Personalized Age Progression with Aging Dictionary
This work addresses the problem of generating realistic, personalized aging faces for applications like face verification, though it is incremental in its approach.
The paper tackles personalized age progression of faces by learning age-group specific dictionaries that model aging patterns, while accounting for invariant personal characteristics and using face pairs from neighboring age groups for training. It demonstrates advantages over state-of-the-art methods in personalized aging and improves cross-age face verification through synthesized aging faces.

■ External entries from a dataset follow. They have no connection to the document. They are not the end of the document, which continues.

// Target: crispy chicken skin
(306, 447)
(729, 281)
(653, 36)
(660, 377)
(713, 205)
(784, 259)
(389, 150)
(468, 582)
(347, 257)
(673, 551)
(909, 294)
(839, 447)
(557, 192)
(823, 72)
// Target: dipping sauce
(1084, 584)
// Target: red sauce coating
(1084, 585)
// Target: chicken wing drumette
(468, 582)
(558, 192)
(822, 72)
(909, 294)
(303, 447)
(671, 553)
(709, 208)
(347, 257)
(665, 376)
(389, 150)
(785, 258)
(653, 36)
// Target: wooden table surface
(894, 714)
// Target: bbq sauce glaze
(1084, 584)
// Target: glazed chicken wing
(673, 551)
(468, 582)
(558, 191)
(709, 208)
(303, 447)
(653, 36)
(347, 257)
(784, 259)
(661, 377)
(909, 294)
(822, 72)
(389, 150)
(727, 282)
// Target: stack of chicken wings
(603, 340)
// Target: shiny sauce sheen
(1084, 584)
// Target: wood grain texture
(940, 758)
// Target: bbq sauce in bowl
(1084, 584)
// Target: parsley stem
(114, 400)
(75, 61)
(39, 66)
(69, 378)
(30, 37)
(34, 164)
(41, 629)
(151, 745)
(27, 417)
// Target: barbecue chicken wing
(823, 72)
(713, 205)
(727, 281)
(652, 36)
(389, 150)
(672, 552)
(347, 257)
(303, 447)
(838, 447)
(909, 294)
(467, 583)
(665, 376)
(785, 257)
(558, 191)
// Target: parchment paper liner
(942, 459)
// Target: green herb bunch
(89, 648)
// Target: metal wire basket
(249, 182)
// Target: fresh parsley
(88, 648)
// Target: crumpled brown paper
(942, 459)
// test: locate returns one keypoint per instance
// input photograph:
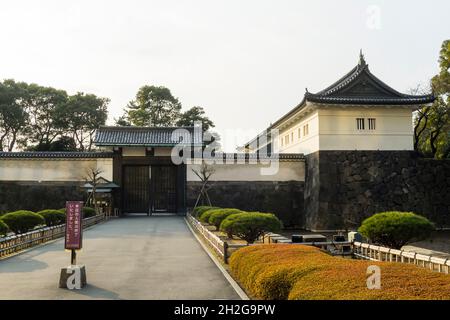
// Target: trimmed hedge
(218, 215)
(227, 224)
(22, 221)
(298, 272)
(250, 225)
(53, 217)
(3, 228)
(395, 229)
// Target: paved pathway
(127, 258)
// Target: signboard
(74, 225)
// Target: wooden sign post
(74, 228)
(74, 276)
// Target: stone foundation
(37, 196)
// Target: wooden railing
(377, 253)
(16, 243)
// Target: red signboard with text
(74, 225)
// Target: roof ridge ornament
(362, 61)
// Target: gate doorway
(164, 189)
(136, 189)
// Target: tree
(43, 106)
(432, 123)
(153, 106)
(395, 229)
(13, 116)
(80, 116)
(93, 178)
(195, 114)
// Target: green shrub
(250, 226)
(204, 216)
(198, 211)
(3, 228)
(227, 224)
(22, 221)
(395, 229)
(88, 212)
(218, 215)
(53, 217)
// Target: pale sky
(246, 62)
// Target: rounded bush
(395, 229)
(22, 221)
(88, 212)
(53, 217)
(250, 226)
(227, 224)
(198, 211)
(3, 228)
(218, 215)
(204, 216)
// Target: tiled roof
(147, 136)
(54, 154)
(359, 87)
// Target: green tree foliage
(63, 143)
(153, 106)
(250, 226)
(88, 212)
(42, 105)
(432, 123)
(193, 115)
(13, 116)
(22, 221)
(81, 116)
(395, 229)
(46, 119)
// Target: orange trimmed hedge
(298, 272)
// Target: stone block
(75, 275)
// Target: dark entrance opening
(151, 189)
(136, 189)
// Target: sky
(246, 62)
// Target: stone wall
(284, 198)
(344, 187)
(36, 196)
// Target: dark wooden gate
(136, 189)
(164, 187)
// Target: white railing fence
(19, 242)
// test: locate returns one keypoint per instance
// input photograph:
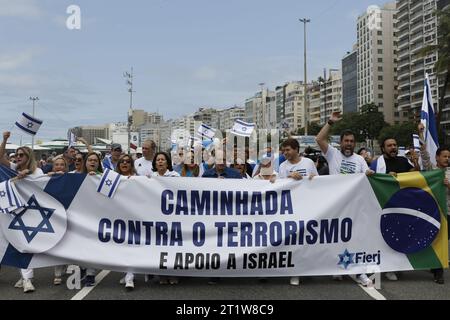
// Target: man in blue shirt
(110, 162)
(220, 170)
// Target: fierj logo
(411, 221)
(37, 227)
(347, 259)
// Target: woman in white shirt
(162, 166)
(26, 166)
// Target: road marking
(86, 290)
(371, 291)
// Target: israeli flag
(243, 129)
(416, 142)
(108, 183)
(206, 131)
(72, 139)
(10, 200)
(428, 119)
(29, 124)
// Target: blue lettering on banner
(226, 203)
(228, 234)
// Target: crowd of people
(289, 164)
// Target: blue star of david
(31, 232)
(346, 259)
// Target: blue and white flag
(72, 138)
(416, 143)
(108, 183)
(206, 131)
(243, 129)
(428, 119)
(29, 124)
(9, 198)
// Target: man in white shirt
(295, 166)
(144, 165)
(345, 161)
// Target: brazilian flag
(414, 219)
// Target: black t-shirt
(398, 165)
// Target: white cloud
(20, 9)
(205, 73)
(12, 61)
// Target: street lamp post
(34, 99)
(305, 110)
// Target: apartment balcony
(416, 27)
(402, 4)
(417, 68)
(415, 37)
(403, 53)
(417, 89)
(416, 17)
(403, 44)
(403, 26)
(402, 76)
(418, 5)
(403, 63)
(403, 84)
(403, 15)
(416, 47)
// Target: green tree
(371, 121)
(400, 132)
(442, 65)
(350, 121)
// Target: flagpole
(129, 77)
(34, 99)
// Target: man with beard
(390, 163)
(144, 165)
(345, 161)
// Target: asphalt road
(411, 285)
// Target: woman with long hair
(162, 167)
(26, 166)
(92, 164)
(189, 167)
(125, 167)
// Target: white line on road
(86, 290)
(371, 291)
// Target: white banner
(206, 227)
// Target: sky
(186, 54)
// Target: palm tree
(442, 66)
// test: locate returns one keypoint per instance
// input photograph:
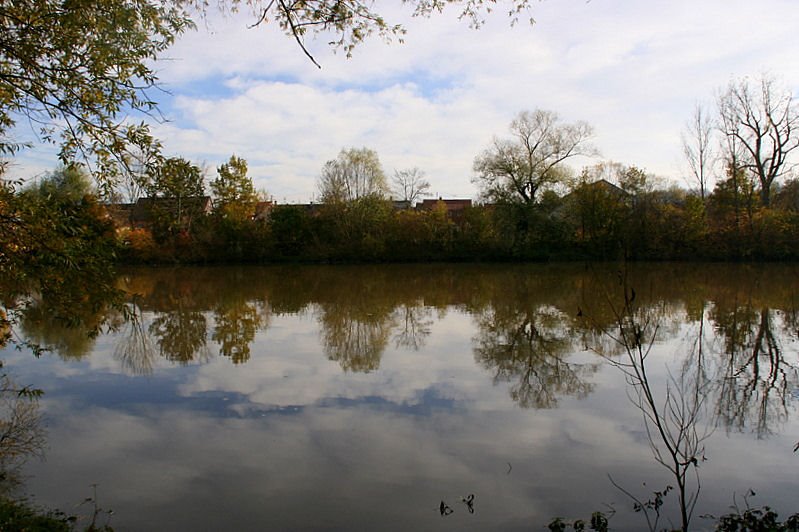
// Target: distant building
(142, 213)
(262, 210)
(453, 206)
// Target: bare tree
(516, 169)
(671, 423)
(410, 184)
(354, 174)
(762, 118)
(698, 147)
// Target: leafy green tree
(76, 69)
(177, 178)
(234, 194)
(180, 182)
(67, 183)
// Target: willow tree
(516, 169)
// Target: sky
(632, 69)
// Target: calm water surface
(363, 397)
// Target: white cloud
(633, 70)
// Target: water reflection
(372, 385)
(527, 326)
(530, 347)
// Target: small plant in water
(598, 522)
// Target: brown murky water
(362, 397)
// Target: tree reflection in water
(755, 378)
(413, 325)
(531, 346)
(356, 340)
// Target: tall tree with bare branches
(762, 118)
(698, 149)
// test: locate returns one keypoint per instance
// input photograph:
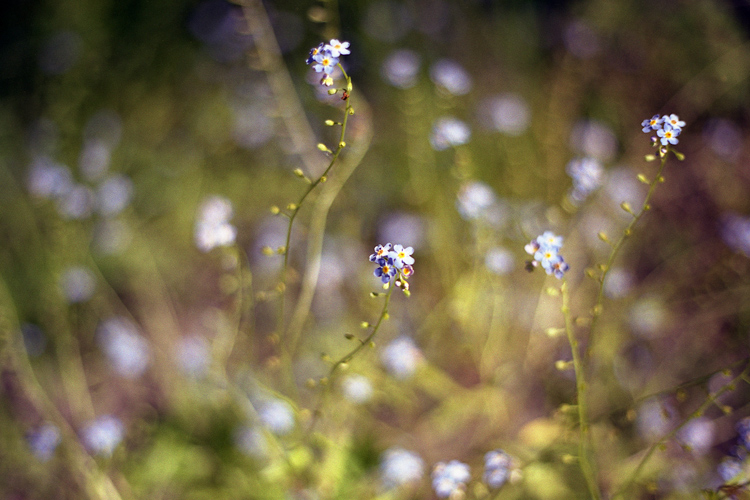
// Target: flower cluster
(325, 57)
(587, 175)
(393, 261)
(545, 249)
(399, 467)
(667, 127)
(450, 478)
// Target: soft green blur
(204, 100)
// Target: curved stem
(584, 443)
(347, 358)
(287, 350)
(598, 306)
(697, 413)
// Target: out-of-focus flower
(212, 227)
(499, 260)
(113, 195)
(43, 441)
(278, 416)
(401, 357)
(587, 175)
(338, 48)
(698, 435)
(449, 132)
(77, 284)
(508, 114)
(357, 388)
(545, 249)
(251, 442)
(497, 465)
(451, 76)
(103, 435)
(48, 179)
(475, 200)
(125, 348)
(401, 68)
(77, 203)
(655, 419)
(400, 467)
(193, 355)
(450, 477)
(94, 160)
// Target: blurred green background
(121, 122)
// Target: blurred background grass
(144, 109)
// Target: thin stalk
(348, 357)
(584, 443)
(598, 306)
(697, 413)
(286, 351)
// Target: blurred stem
(584, 444)
(317, 229)
(348, 357)
(243, 302)
(287, 346)
(599, 305)
(712, 399)
(15, 362)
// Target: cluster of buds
(394, 263)
(545, 249)
(667, 128)
(325, 57)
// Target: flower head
(314, 52)
(103, 435)
(668, 134)
(450, 477)
(401, 256)
(393, 261)
(324, 61)
(385, 270)
(399, 467)
(653, 123)
(674, 121)
(545, 249)
(381, 252)
(337, 48)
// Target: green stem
(584, 443)
(598, 307)
(286, 352)
(697, 413)
(348, 357)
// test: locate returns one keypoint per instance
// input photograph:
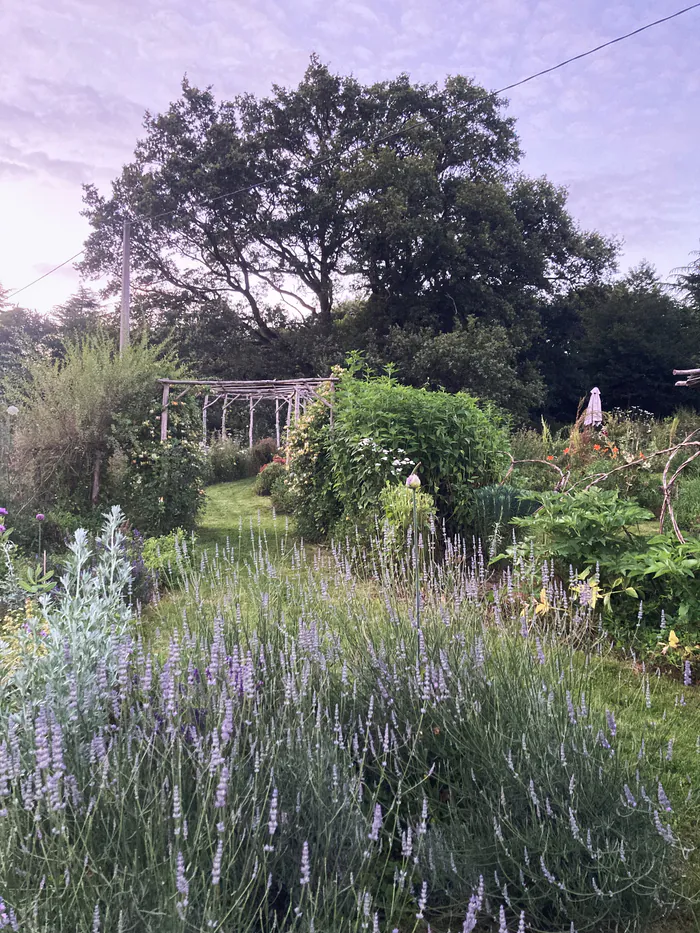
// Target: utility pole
(124, 320)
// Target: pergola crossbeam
(295, 393)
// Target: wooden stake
(126, 287)
(223, 418)
(96, 478)
(164, 413)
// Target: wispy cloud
(618, 129)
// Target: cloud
(617, 128)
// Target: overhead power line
(16, 291)
(408, 125)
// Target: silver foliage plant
(70, 647)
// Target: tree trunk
(96, 478)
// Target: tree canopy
(271, 235)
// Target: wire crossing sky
(618, 125)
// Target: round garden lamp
(594, 411)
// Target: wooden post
(124, 317)
(164, 413)
(95, 495)
(223, 418)
(289, 413)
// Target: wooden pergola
(294, 393)
(692, 377)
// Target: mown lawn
(232, 511)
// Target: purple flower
(376, 824)
(305, 865)
(663, 799)
(216, 867)
(612, 725)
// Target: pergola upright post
(223, 418)
(164, 413)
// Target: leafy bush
(259, 454)
(268, 476)
(380, 430)
(687, 504)
(316, 506)
(162, 487)
(638, 580)
(583, 528)
(282, 497)
(168, 557)
(397, 504)
(69, 646)
(89, 434)
(496, 506)
(11, 594)
(225, 459)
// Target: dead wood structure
(692, 377)
(295, 394)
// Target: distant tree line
(271, 236)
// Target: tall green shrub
(88, 435)
(380, 430)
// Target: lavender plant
(294, 752)
(70, 646)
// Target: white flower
(413, 481)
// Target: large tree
(405, 193)
(632, 335)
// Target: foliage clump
(344, 770)
(380, 430)
(88, 434)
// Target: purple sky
(620, 129)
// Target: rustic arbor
(295, 394)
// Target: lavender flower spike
(305, 865)
(376, 824)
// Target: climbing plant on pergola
(292, 394)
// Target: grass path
(231, 507)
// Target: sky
(620, 130)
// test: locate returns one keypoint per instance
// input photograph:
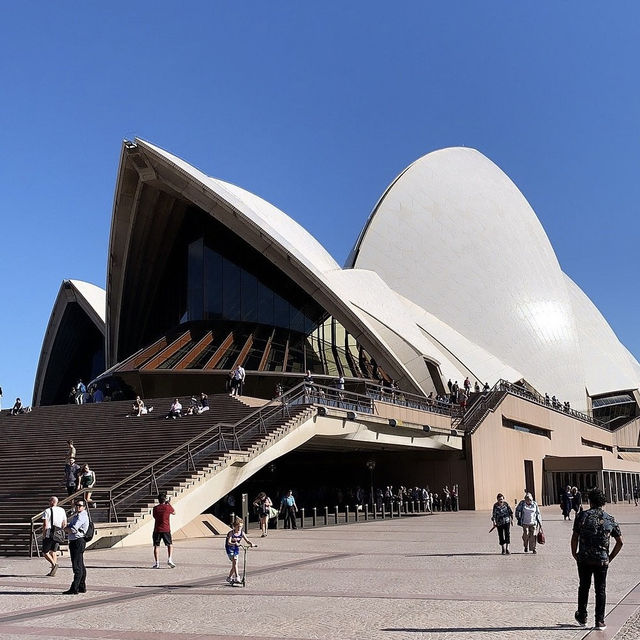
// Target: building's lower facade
(452, 279)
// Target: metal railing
(533, 396)
(218, 439)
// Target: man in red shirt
(162, 529)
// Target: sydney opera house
(451, 277)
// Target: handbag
(91, 530)
(57, 534)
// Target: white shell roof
(277, 224)
(95, 297)
(608, 365)
(454, 235)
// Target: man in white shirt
(238, 378)
(52, 517)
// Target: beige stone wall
(499, 453)
(629, 435)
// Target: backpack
(91, 530)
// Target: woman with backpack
(86, 480)
(528, 517)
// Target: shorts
(232, 552)
(49, 544)
(159, 536)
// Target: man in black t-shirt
(592, 530)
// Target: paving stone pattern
(422, 577)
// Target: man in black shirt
(592, 530)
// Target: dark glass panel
(231, 290)
(249, 296)
(275, 361)
(280, 312)
(295, 356)
(213, 279)
(265, 305)
(296, 322)
(195, 281)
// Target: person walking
(529, 517)
(289, 509)
(502, 518)
(237, 381)
(592, 531)
(262, 503)
(87, 480)
(576, 500)
(76, 528)
(53, 518)
(71, 471)
(232, 548)
(566, 503)
(162, 512)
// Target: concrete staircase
(177, 454)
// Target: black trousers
(599, 573)
(290, 518)
(76, 549)
(504, 533)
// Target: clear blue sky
(315, 107)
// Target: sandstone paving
(436, 576)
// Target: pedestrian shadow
(450, 555)
(53, 592)
(557, 627)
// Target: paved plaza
(437, 576)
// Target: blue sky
(315, 107)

In this paper, we aim to automatically render aging faces in a personalized way. Basically, a set of age-group specific dictionaries are learned, where the dictionary bases corresponding to the same index yet from different dictionaries form a particular aging process pattern cross different age groups, and a linear combination of these patterns expresses a particular personalized aging process. Moreover, two factors are taken into consideration in the dictionary learning process. First, beyond the aging dictionaries, each subject may have extra personalized facial characteristics, e.g. mole, which are invariant in the aging process. Second, it is challenging or even impossible to collect faces of all age groups for a particular subject, yet much easier and more practical to get face pairs from neighboring age groups. Thus a personality-aware coupled reconstruction loss is utilized to learn the dictionaries based on face pairs from neighboring age groups. Extensive experiments well demonstrate the advantages of our proposed solution over other state-of-the-arts in term of personalized aging progression, as well as the performance gain for cross-age face verification by synthesizing aging faces.